A personification of Blodeuwedd, or “Flower Face” from Welsh folk lore; this is a giclee print of the original stitched silk collage on paper, that I developed from my old drawings made for ‘The Flora’ .

Here is a bouquet of hand embroidered flowers in After Winifred’. I was given this bouquet during Covid, by a masked friend, in my garden, on my birthday. I was looking back though my Flora drawings to make some joyful embroideries and had bought a book of flower paintings by Winifred Nicholson……

I keep a careful record of all my research drawings, this results in a whole range of different drawings, samples, notes and photographs being kept for further inspiration. Here are typical ways that I use these ideas and studies for new works. Above are some pieces of ‘The Enamel Garden‘ a major academic research project into using textile techniques for other materials, here vitreous enamel on hand cut sheet copper. It is possible to trace how I used my research drawings to create these flowers and hedges.

And my latest canvas work design for Ehrman Tapestry, a version of the Vintage Topiary Bird used for the front cover of the book. I designed this especially for the company to make a kit of this design to celebrate the exhibition…. I will keep the post about making it until later.

And at last I am selling the book from my Shopify site ( QR code below). Above is the flyer for the Hidcote exhibition that gives access to more information into to all the works contained in the book. But best of all in the first week of the show, my first package of books and a giclee print ready to be posted.

returning to my sketchbooks

first page of my reborn Flora research/sketchbook – Flowers Again!

Recently, the “After Winifred” embroidery has inspired me to develop work to use as Giclee prints in order to add a fresh way of getting my work ‘out there’. I turned to my old Flora workbook, some 20+years old – but still alive for me as a source of inspiration.

I found some empty pages at the end of the old book and started to collate recent samples and drawings of bunches of flowers grown and made up at Court House Farm, where I conduct drawing workshops, using the cutting garden as inspiration.

looking back at my Flora work, which is 3 dimensional and very heavily embroidery, I now want a freer drawn imagery to stitch into. So I bought some Derwent Inktense pencils that basically act as dyes when wetted and left to dry – I did many samples but found my drawings had too much information in them – I needed to loosen up further. Ha ha – the story of my working life!
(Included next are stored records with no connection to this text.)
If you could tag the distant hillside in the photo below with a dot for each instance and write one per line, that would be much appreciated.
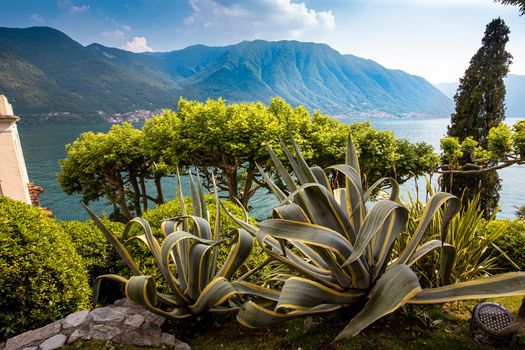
(47, 71)
(514, 99)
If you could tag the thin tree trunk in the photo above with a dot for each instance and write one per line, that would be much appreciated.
(144, 194)
(136, 192)
(247, 192)
(158, 185)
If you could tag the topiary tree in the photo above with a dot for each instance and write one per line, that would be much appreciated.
(519, 3)
(42, 277)
(480, 106)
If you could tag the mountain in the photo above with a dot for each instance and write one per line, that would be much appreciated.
(514, 99)
(47, 71)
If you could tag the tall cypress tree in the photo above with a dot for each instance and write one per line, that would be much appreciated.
(480, 105)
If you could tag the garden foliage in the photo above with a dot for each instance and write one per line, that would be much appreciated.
(42, 277)
(226, 140)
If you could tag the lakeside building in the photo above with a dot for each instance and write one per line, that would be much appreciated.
(14, 180)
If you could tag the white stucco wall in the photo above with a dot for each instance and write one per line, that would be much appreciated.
(13, 173)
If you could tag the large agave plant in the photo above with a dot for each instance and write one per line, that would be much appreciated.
(187, 259)
(340, 252)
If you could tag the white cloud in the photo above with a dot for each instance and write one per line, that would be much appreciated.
(37, 18)
(265, 19)
(116, 34)
(78, 9)
(137, 44)
(72, 7)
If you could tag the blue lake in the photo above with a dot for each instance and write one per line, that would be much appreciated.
(44, 145)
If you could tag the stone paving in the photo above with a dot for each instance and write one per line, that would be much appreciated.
(122, 322)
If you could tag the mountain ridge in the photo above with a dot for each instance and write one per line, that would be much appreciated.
(96, 78)
(515, 85)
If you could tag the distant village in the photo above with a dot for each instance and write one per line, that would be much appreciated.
(139, 115)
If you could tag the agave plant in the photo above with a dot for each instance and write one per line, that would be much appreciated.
(187, 260)
(339, 252)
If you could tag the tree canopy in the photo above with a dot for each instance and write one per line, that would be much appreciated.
(227, 141)
(519, 3)
(480, 106)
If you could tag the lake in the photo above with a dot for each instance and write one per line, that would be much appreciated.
(44, 145)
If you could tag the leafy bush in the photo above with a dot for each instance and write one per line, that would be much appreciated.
(511, 242)
(42, 277)
(98, 255)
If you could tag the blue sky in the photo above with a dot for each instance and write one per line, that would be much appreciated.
(431, 38)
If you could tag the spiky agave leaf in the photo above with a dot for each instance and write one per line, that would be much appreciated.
(187, 260)
(343, 251)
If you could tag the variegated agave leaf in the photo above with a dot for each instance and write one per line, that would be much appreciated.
(338, 251)
(187, 260)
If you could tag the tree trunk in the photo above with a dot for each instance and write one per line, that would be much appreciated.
(144, 193)
(136, 192)
(158, 185)
(247, 192)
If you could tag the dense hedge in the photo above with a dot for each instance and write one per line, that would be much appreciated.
(512, 242)
(98, 255)
(42, 277)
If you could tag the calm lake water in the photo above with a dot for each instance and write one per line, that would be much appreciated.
(44, 145)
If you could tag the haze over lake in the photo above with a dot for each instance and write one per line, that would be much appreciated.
(44, 145)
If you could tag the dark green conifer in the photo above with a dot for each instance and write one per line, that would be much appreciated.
(480, 105)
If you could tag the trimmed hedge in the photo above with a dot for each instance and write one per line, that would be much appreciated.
(98, 255)
(42, 277)
(512, 242)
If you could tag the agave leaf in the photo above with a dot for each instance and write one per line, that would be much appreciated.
(255, 316)
(239, 252)
(322, 208)
(113, 240)
(216, 292)
(142, 291)
(196, 203)
(394, 186)
(243, 287)
(273, 187)
(392, 290)
(318, 237)
(311, 234)
(198, 269)
(170, 245)
(446, 263)
(216, 229)
(374, 224)
(355, 203)
(502, 285)
(244, 224)
(183, 209)
(299, 165)
(432, 206)
(424, 249)
(321, 177)
(297, 264)
(300, 293)
(200, 193)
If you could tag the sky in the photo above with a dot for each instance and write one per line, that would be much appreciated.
(434, 39)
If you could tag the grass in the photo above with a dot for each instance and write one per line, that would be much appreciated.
(435, 327)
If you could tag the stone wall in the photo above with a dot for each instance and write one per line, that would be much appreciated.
(122, 322)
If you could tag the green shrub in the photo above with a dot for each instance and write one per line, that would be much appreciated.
(42, 277)
(512, 243)
(98, 255)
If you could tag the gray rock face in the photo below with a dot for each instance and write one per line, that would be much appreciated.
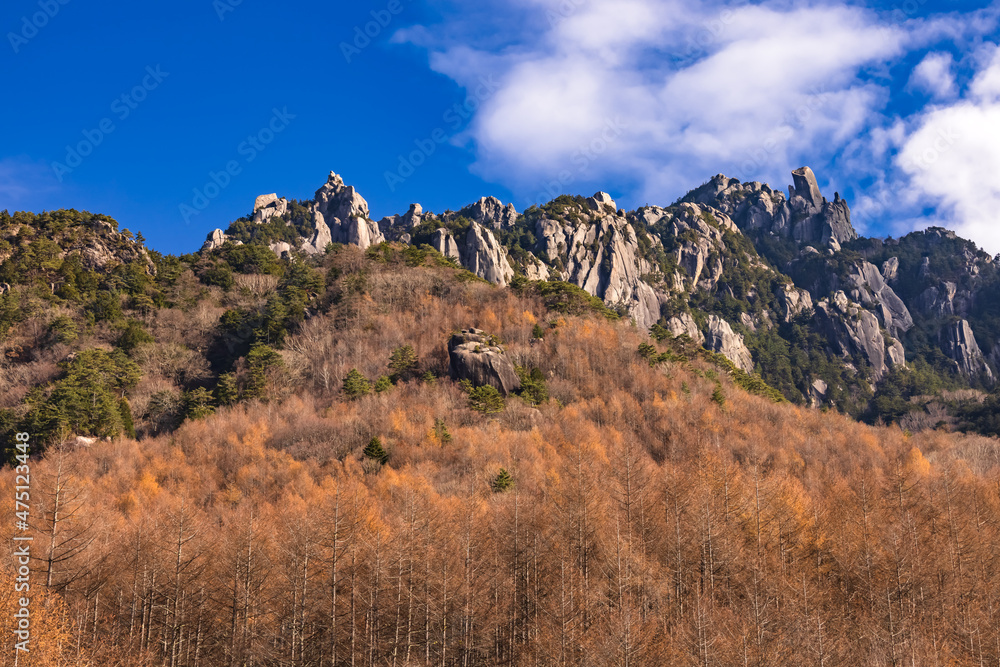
(854, 330)
(804, 216)
(721, 338)
(794, 301)
(490, 212)
(867, 286)
(478, 251)
(600, 253)
(890, 269)
(807, 188)
(345, 214)
(216, 239)
(817, 393)
(394, 227)
(684, 325)
(484, 256)
(268, 206)
(472, 357)
(959, 343)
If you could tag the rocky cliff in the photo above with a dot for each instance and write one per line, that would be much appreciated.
(772, 278)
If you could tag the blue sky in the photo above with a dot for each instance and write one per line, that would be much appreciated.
(188, 110)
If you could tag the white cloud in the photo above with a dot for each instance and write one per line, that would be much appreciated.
(751, 90)
(23, 179)
(952, 158)
(934, 76)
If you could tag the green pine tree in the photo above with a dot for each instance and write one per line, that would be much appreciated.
(226, 391)
(502, 482)
(486, 399)
(128, 426)
(356, 385)
(375, 451)
(403, 363)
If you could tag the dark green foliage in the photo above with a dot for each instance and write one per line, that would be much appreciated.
(564, 297)
(251, 258)
(486, 399)
(86, 400)
(106, 307)
(383, 384)
(502, 482)
(125, 410)
(226, 391)
(261, 361)
(133, 336)
(220, 275)
(63, 329)
(375, 451)
(356, 385)
(403, 363)
(198, 403)
(164, 411)
(441, 431)
(424, 232)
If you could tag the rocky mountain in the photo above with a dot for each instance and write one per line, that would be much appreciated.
(781, 284)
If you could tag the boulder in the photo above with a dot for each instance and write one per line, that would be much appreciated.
(490, 212)
(473, 357)
(345, 213)
(684, 325)
(806, 187)
(216, 239)
(959, 342)
(870, 289)
(721, 338)
(484, 256)
(794, 301)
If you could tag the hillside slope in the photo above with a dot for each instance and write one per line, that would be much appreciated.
(630, 504)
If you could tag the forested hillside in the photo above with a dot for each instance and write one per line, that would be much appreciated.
(575, 436)
(630, 504)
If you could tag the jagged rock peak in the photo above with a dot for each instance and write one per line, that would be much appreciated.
(491, 212)
(807, 187)
(601, 202)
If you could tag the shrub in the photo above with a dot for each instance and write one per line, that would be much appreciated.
(375, 451)
(487, 400)
(356, 385)
(502, 482)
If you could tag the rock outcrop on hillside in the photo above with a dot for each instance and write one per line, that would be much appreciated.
(867, 286)
(855, 330)
(476, 249)
(721, 338)
(959, 343)
(723, 248)
(598, 250)
(805, 216)
(474, 357)
(341, 216)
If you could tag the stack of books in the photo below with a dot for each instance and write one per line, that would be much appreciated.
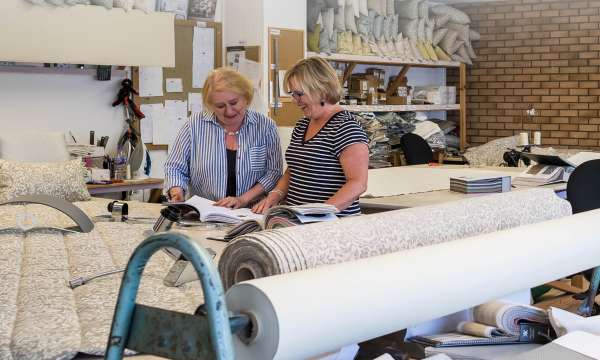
(476, 185)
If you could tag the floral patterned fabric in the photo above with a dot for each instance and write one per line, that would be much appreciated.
(297, 248)
(64, 180)
(40, 316)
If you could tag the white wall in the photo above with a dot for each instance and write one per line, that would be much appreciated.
(244, 22)
(59, 101)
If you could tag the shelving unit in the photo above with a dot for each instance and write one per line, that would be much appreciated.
(352, 60)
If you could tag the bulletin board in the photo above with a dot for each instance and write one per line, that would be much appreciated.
(184, 36)
(283, 56)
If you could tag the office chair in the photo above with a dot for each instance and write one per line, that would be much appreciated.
(583, 192)
(416, 149)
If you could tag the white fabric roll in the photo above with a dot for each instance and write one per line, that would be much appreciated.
(303, 247)
(308, 313)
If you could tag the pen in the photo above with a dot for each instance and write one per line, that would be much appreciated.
(216, 239)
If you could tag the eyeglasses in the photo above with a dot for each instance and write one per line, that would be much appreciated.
(296, 93)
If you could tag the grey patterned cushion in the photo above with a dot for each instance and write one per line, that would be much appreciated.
(62, 180)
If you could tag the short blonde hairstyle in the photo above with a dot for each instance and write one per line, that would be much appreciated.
(317, 79)
(226, 79)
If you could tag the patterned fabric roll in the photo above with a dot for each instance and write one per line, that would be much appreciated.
(298, 248)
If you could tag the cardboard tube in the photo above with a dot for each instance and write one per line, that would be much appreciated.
(308, 313)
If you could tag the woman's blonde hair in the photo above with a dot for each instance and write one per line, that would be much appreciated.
(226, 79)
(317, 79)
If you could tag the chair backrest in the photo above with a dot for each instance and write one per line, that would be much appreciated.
(33, 145)
(416, 149)
(583, 187)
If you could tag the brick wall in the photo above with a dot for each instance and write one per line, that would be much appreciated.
(542, 54)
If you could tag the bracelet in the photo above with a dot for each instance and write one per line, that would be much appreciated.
(277, 191)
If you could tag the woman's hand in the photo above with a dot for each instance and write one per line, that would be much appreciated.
(231, 202)
(265, 204)
(176, 194)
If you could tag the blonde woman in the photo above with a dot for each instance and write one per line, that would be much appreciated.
(328, 157)
(229, 154)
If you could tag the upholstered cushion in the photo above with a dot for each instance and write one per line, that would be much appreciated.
(147, 6)
(64, 180)
(106, 3)
(408, 9)
(350, 19)
(124, 4)
(456, 15)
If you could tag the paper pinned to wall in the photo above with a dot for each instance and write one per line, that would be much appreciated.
(195, 102)
(152, 112)
(166, 128)
(203, 57)
(174, 85)
(252, 70)
(151, 78)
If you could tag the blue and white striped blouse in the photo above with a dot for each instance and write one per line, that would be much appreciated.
(197, 160)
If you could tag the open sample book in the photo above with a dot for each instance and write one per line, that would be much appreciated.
(284, 216)
(495, 322)
(208, 212)
(548, 170)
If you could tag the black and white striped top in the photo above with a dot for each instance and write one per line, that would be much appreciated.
(315, 169)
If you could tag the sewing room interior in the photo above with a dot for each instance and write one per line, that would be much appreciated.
(299, 179)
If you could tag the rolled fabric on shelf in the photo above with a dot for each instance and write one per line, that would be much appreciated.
(298, 248)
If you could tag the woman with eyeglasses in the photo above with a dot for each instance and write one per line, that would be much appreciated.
(229, 154)
(328, 157)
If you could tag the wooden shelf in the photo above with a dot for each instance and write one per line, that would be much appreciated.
(385, 60)
(384, 108)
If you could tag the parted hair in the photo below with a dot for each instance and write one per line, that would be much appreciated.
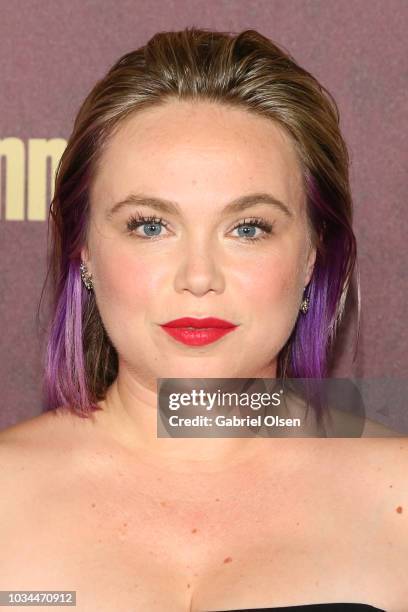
(245, 70)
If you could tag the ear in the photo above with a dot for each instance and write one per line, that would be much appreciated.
(85, 257)
(310, 264)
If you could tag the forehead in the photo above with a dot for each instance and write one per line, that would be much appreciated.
(198, 151)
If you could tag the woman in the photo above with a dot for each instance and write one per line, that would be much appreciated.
(206, 176)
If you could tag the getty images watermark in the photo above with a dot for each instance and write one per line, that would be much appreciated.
(259, 407)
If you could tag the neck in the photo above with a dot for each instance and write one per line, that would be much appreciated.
(130, 416)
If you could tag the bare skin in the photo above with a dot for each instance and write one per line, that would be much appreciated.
(133, 522)
(293, 521)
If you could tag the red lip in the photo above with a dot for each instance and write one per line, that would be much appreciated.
(205, 330)
(200, 323)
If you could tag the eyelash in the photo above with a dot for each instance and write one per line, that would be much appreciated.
(138, 220)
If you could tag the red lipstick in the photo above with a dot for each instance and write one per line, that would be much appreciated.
(198, 332)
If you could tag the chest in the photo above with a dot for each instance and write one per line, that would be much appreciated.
(148, 545)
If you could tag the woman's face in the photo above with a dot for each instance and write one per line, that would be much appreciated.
(195, 262)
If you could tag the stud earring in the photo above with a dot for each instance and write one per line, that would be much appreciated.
(304, 307)
(86, 277)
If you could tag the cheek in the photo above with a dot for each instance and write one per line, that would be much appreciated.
(124, 285)
(274, 281)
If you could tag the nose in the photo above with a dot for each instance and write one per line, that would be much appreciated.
(199, 269)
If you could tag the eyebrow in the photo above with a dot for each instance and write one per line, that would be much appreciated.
(168, 207)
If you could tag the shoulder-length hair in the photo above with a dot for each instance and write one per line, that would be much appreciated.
(245, 70)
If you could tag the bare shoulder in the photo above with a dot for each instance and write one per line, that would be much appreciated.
(346, 424)
(37, 450)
To enable me to play easily with the new ink crayons I chose an old set of drawing research and photographs to work with. The colours of the crayons are very brilliant and I needed to find ways of making more subtle colours, so stippling, cross hatching and dotting colours one over another made for rich but softer ground colours – these techniques are still a work in progress. Below are 2 studies of the under drawings using pencil dyes ready to be stitched

Meanwhile I have been looking at all my old flowery finished works and their drawings to use as reference and then reframing/remounting stitched pieces ready for the printers.

the little Hellebore image above is my first Giclee print and the smallest at 30cms/12inches square.